Video transcript
When Britain went to war in 1914 its professional army of three quarters of a million men was small by European standards and suffered huge casualties in the early battles of the war. Over the next four years, 8 million men were conscripted or recruited into the British armed forces; almost half came from outside the UK. Without their service and sacrifice, Britain would have lost the war.
They came from across the Empire, from the plains and the mountains, from tiny islands and vast continents, serving on every front from the Equator to the Arctic Circle. Wherever they came from, they served the same cause half a world away from home. And one in ten of them never made it back.
By the end of 1914 the Western Front was locked into trench warfare. And, for the Allies, attacking the Ottoman Empire, knocking it out of the war and opening up an ice-free supply route to Russia seemed to offer a way to end the stalemate.
The crumbling Ottoman Empire had allied itself with the Central Powers, hoping to regain former territories in the Balkans and North Africa. Its attacks on British-ruled Egypt failed and the Allies turned their attention to the Straits of the Dardanelles, hoping to force them open through naval power and capture Constantinople [now Istanbul], the Ottoman capital.
The naval bombardment, in March 1915, nearly succeeded. The French and British navies pounded the shore fortresses to the edge of destruction. But then, disaster struck: three Allied battleships hit mines and sank. The attack was abandoned and a land invasion of the Gallipoli Peninsula was attempted.
The British invasion forces consisted of ten divisions from the British Army, three divisions of Anzacs [Australian and New Zealand Army Corps] from Australia and New Zealand, an Indian infantry brigade, including Gurkha soldiers from Nepal, and the Newfoundland Regiment. Additionally, the Indian Mule Corps and the Zion Mule Corps – which was largely raised from Jewish refugees living in Alexandria – were absolutely crucial to keeping the army supplied.
British troops landed at Cape Helles on the tip of the peninsula and Anzac troops halfway down the western shore. Things went wrong almost immediately. The Anzacs were landed too far from their objective, and at the base of sheer cliffs. Scaling them cost valuable time and allowed the Ottoman forces to keep them pinned against the coast.
Though the Anzacs held their clifftop positions tenaciously, and the British made several attempts to break out, they were contained by the Ottoman troops. As the summer heat and deaths from heatstroke and disease mounted, an attempt was made to open a third front at Suvla Bay. But this, too, ended in failure.
When Bulgaria joined the Central Powers in October 1915, evacuation became the only option. This was the most successful operation of the campaign. The Ottomans suspected nothing and over 35,000 troops and their equipment were re-embarked with very few casualties.

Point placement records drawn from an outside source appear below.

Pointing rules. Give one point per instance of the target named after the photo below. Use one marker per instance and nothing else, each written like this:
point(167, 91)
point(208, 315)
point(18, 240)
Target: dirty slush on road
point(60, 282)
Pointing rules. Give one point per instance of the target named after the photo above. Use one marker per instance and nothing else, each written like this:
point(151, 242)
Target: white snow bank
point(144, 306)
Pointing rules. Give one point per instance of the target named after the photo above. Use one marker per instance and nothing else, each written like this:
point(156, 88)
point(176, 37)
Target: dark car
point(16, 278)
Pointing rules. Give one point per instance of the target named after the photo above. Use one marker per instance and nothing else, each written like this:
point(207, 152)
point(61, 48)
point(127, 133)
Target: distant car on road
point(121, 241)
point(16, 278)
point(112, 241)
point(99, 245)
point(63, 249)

A million men fought in the eight-and-a-half-month series of battles. Overall casualties were high: the Allies lost almost 60,000 dead and 120,000 wounded.

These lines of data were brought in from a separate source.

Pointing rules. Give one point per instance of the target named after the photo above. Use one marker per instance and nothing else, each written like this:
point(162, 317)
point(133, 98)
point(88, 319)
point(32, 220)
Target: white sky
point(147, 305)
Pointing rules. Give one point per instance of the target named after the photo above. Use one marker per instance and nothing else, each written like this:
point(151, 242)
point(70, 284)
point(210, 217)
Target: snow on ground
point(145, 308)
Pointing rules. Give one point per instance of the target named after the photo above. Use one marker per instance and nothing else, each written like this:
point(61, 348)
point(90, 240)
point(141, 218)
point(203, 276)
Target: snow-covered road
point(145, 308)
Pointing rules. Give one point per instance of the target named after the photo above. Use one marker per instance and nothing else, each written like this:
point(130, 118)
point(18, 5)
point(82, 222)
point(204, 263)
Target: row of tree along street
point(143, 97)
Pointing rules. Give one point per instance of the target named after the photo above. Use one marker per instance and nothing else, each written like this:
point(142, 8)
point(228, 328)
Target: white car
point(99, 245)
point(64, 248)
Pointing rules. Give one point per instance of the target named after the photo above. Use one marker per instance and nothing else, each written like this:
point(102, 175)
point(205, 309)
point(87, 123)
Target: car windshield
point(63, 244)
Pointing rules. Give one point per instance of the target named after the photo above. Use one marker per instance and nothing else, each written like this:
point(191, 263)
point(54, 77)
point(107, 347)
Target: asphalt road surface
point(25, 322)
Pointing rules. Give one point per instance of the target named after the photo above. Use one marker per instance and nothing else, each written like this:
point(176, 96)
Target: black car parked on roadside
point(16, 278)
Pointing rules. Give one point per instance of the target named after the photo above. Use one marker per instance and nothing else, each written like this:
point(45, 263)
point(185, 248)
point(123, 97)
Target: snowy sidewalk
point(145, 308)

In spite of the bravery of the troops, with 37 VCs [Victoria Crosses] awarded, the knockout blow had failed and a long campaign through Palestine and Syria had to be fought in order to defeat the Ottomans. The campaign’s chief architect, Winston Churchill, became a political outcast.
Yet the suffering and sacrifice had not all been for nothing. From it the Australians and New Zealanders developed their sense of identity – new nations that were born on the shores of the Dardanelles.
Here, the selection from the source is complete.